Catedral - Raymond Carver

"Desejei que a minha mulher não tivesse adormecido. Tinha a cabeça deitada no encosto do sofá, a boca aberta. Tinha-se voltado ligeiramente e o roupão fugira-lhe das pernas, expondo uma coxa bem torneada. Estiquei o braço para a tapar e foi então que olhei para o cego. Que se lixe! Deixei-lhe o roupão aberto."
'Catedral', Raymond Carver

Raymond Carver escreve sobre as coisas da vida, mas fá-lo de uma forma tão intrigante que nos deixa sem palavras no final de cada conto. 'Catedral' reúne doze dos seus contos e mostra como o autor é exímio na criação de significados, na mestria com que leva o leitor pelas suas histórias. E nós, leitores, não lhes conseguimos ficar indiferentes.

Uma escrita simples que esconde nas suas profundezas um subtexto muito forte e nem sempre fácil de interpretar. Que reflecte, em parte, as vivências do autor, a sua vida indissociável do hábito da bebida, os seus principais questionamentos na vida. Podemos dizer que são histórias do dia-a-dia, com as quais nos identificamos facilmente: a dor da perda, a separação, o ciúme, o amor. Mas dos seus contos que fogem às regras, que querem dizer tão mais que o que encerram nas suas palavras, o que fica é uma sensação desconfortável e uma necessidade de reflectir sobre o que lemos e sobre o significado que Carver queria dar a cada uma das suas criações artísticas.

O conto que dá nome à compilação de contos, 'Catedral', é a história de um homem que recebe em casa um antigo amante e amigo da sua esposa, cego, com quem ambos jantam uma certa noite. Quando ela adormece, é entre eles e as imagens que um não pode ver na televisão, e que o outro tenta descrever por palavras, que se desenrola uma cena de ciúme, aprendizagem e percepção verdadeiramente inesquecível.

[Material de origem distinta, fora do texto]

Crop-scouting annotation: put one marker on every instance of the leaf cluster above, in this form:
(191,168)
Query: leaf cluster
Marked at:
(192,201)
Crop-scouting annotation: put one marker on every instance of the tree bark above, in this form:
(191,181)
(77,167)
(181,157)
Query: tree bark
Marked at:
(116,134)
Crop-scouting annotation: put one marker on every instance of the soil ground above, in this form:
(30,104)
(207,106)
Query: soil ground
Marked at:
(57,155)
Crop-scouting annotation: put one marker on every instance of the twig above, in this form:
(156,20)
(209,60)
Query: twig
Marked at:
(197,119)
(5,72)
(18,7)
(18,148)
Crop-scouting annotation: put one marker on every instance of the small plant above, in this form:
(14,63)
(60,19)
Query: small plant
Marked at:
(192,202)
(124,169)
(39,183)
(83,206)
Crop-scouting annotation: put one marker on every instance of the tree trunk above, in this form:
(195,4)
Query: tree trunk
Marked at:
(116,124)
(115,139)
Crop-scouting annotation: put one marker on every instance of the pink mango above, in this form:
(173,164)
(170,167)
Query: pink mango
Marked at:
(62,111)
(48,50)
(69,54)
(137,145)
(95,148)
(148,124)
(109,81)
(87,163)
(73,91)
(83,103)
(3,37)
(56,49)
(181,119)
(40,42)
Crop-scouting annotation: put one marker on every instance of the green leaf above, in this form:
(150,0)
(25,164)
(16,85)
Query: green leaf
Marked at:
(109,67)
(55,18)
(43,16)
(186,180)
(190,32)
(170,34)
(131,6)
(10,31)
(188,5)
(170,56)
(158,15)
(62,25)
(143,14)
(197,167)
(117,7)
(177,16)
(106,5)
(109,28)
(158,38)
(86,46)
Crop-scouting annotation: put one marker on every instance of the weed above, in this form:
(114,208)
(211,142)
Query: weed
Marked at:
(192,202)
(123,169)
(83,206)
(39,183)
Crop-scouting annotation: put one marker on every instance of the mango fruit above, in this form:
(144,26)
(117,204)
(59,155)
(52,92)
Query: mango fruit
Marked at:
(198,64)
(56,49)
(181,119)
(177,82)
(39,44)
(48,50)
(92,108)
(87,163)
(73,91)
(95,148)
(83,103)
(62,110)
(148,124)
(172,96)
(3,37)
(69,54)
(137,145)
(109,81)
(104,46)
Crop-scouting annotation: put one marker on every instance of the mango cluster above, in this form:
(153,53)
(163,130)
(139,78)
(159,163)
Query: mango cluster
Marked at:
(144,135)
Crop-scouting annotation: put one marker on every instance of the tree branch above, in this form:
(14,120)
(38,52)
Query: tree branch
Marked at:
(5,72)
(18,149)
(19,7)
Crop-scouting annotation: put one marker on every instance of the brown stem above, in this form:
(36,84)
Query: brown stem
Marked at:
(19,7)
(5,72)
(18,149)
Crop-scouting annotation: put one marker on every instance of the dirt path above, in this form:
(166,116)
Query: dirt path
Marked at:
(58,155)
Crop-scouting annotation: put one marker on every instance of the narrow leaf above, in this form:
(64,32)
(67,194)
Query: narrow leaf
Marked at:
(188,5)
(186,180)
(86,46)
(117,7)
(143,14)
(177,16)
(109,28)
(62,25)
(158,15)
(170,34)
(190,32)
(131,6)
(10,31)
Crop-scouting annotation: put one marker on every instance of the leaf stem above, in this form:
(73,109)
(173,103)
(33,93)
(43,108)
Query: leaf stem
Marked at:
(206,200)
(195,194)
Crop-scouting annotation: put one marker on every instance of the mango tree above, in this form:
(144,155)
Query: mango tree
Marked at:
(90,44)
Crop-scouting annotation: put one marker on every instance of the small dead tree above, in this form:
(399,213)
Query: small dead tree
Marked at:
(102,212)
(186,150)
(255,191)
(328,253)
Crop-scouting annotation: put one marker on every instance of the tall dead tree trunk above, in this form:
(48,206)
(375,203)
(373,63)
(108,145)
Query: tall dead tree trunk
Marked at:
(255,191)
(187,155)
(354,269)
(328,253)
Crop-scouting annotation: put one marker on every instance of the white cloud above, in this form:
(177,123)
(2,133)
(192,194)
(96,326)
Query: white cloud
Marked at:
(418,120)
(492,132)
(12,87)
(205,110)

Nesta busca pela genuinidade do relato, Carver acaba por criar histórias que nos tocam de forma muito precisa, que nos apaixonam sem sabermos, por vezes, o que nos liga tanto a elas. É sincero na forma como nos descreve os sentimentos e as intenções das personagens, é despretensioso no que pretende transmitir e fazer sentir. Nestes contos há humor, há drama, há paixão, e sobretudo há uma unicidade que não encontramos em todos os autores.

É uma obra a revisitar sempre que possível para nos deixarmos intrigar, a cada vez, pelos significados que tentamos retirar da sua voz muito própria.